Measure 102 creates an affordable housing exception to the lending-of-credit prohibition. With voter approval of Measure 102, Oregon counties and cities can now ask their voters to approve property-tax-supported general obligations bonds to finance the construction and preservation of affordable housing without requiring governmental ownership of such housing, making LIHTC and other private capital available for such housing. Measure 102 requires each local government issuing general obligation bonds for affordable housing to define how a specific bond issue may be used and the type of affordable housing that can be financed. This measure-specific requirement will provide local governments with flexibility in determining the appropriate projects to support, ranging from deeply affordable projects for people earning much less than area median income, to workforce housing for people earning higher wages, possibly at or higher than area median income, all depending on specific community needs.
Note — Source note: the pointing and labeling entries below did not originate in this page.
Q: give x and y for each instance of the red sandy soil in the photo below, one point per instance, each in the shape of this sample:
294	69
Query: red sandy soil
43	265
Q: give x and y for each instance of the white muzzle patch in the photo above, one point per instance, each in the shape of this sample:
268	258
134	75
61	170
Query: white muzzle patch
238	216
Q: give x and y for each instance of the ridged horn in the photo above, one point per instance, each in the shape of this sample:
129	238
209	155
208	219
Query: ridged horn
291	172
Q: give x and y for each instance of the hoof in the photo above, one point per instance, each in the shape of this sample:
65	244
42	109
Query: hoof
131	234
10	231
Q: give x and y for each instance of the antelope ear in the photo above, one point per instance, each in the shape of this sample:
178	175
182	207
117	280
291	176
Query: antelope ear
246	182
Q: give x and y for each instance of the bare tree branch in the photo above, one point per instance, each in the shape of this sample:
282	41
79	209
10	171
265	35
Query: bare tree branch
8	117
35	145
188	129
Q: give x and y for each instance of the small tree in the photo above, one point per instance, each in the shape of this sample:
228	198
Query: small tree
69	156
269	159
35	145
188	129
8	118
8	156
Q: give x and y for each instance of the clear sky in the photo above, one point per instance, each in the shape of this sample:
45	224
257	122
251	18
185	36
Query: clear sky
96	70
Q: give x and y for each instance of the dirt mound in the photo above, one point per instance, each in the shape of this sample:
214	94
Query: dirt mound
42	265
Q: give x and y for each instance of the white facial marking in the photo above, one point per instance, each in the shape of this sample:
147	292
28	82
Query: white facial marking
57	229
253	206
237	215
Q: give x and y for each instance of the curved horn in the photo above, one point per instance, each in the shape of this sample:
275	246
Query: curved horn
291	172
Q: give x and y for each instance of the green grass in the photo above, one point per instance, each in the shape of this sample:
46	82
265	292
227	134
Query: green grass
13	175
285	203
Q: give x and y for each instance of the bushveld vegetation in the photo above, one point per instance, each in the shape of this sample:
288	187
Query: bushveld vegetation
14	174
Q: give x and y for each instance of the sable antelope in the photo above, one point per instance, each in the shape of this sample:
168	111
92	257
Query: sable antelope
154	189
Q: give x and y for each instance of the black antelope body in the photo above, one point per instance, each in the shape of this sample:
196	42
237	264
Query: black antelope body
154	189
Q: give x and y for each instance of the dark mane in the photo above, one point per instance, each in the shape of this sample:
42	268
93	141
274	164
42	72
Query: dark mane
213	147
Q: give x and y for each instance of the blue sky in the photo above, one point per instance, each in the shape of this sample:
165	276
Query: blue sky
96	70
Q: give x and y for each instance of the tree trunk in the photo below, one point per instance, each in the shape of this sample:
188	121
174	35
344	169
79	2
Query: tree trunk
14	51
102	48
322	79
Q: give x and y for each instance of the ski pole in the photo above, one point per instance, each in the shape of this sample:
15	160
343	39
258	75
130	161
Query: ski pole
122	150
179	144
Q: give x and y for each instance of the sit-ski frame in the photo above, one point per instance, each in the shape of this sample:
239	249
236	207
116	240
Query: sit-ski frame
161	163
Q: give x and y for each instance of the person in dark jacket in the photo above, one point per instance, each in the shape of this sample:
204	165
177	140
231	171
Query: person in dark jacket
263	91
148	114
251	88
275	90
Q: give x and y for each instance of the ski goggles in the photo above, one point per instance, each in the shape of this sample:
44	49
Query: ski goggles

With the passage of Measure 102, the proceeds of general obligation bonds approved and issued to finance affordable housing can be used as a much-needed source of gap financing for affordable housing projects. Leveraging property-tax-supported funds with private LIHTC investment and debt will create and preserve many more affordable housing units than would be possible under a public ownership model and should operate to close the funding gap on projects that would not otherwise be feasible. Measure 102 provides local Oregon communities with an opportunity to increase the stock of affordable housing and become key players in addressing and finding solutions to Oregon’s affordable housing crisis.


 

[1] “Out of Reach 2018: Oregon,” National Low Income Housing Coalition, available at https://nlihc.org/oor/oregon.

[2] Id.

DISCLAIMER: Because of the generality of this update, the information provided herein may not be applicable in all situations and should not be acted upon without specific legal advice based on particular situations.